# Is New Covenant Theology a error or heresy ?



## Mayflower (Jun 8, 2006)

Can someone explain me what New Covenant Theology ? Is it a error of heresy, and why ? I read somewhere that John Reisinger is a New Covenant Theologion ?


----------



## fivepointcalvinist (Jun 8, 2006)

my pastor, Tom Wells wrote a book about it called New Covenant Theology 

you should read it for a better understanding (still learning myself)


----------



## gregbed (Jun 8, 2006)

> _Originally posted by Mayflower_
> Can someone explain me what New Covenant Theology ? Is it a error of heresy, and why ? I read somewhere that John Reisinger is a New Covenant Theologion ?
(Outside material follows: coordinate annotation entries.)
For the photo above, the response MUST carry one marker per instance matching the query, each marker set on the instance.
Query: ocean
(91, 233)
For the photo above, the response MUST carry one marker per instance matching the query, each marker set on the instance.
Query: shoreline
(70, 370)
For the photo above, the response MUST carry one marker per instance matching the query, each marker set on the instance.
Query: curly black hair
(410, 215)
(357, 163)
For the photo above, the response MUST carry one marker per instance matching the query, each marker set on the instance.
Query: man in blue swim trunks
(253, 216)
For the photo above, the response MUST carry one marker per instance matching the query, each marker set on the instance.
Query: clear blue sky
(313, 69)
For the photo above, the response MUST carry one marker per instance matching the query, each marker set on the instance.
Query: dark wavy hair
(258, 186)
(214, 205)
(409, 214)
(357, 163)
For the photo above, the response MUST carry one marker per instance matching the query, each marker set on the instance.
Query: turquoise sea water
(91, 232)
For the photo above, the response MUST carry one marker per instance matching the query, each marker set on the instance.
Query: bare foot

New Covenant Theology. Tom Wells and Fred Zaspel. Frederick, MD: New Covenant Media, 2002. 324 pp.
As a traditional dispensationalist reading New Covenant Theology by Tom Wells and Fred Zaspel, I discovered how covenant theologians must have felt when progressive dispensationalism was first proposed as a theological system. They saw the progressives moving toward their own position, although not all the way. In the same way, this sometimes refreshing work by Wells and Zaspel moves toward (but not landing on) the dispensational side of the spectrum away from covenant theology by emphasizing more discontinuity between the Old and New Testaments than traditional covenant theology allows.
The book is unfortunately published by a lesser-known publisher, which may be the cause for many distracting typo-
graphical mistakes throughout. Hopefully, many of these will be corrected if circulation warrants reprinting. However, the book comes with some significant endorsements for its value including comments from D. A. Carson and Tom Nettles as well as a foreword by Douglas Moo. While not necessarily agreeing with the position of New Covenant theology, they all correctly affirm the value of this book in the debate over continuity and discontinuity between the testaments. Its value will also be felt in developments concerning the use of the Old in the New and debate over the role of the progress of revelation in Bible interpretation.
The traditional dispensationalist will greatly appreciate New Covenant theology´s complete abandonment of the covenant of grace idea, which dominates Covenant Theology to the extent of forcing a non-existent unity between the testaments. However, the traditional dispensationalist will not be pleased with the idea that "œNT revelation, due to its finality, must be allowed to speak first on every issue that it addresses" (7). This may, in the end, leave too much room for the abandonment of the priority of the Old Testament text for its own interpretation thereby diminishing the value of the progress of revelation for interpretation and theological method. Nonetheless, any work that highlights the need to honor God´s design of discontinuity in biblical history is a welcome development in the theological world today.
Reviewed by Dr. Mike Stallard Professor of Systematic Theology Director of Doctor of Philosophy Program Baptist Bible Seminary, Clarks Summit, Pennsylvania
Baptist Bible College and Seminary, Journal of Ministry and Theology Volume 6, vnp.6.2.131-6.2.132 (Baptist Bible College and Seminary, 1997; 2003).


----------



## WrittenFromUtopia (Jun 8, 2006)

I think NCT is erroneous and makes some fairly significant errors in Biblical interpretation and most especially in application and pragmatics (the Law and so forth). It isn't "heresy", but I think it misses the mark in a lot of areas.


----------



## Mayflower (Jun 9, 2006)

What about Reisenger's Abraham's Four Seeds is it a good book, and does it teachin what NCT is ?


----------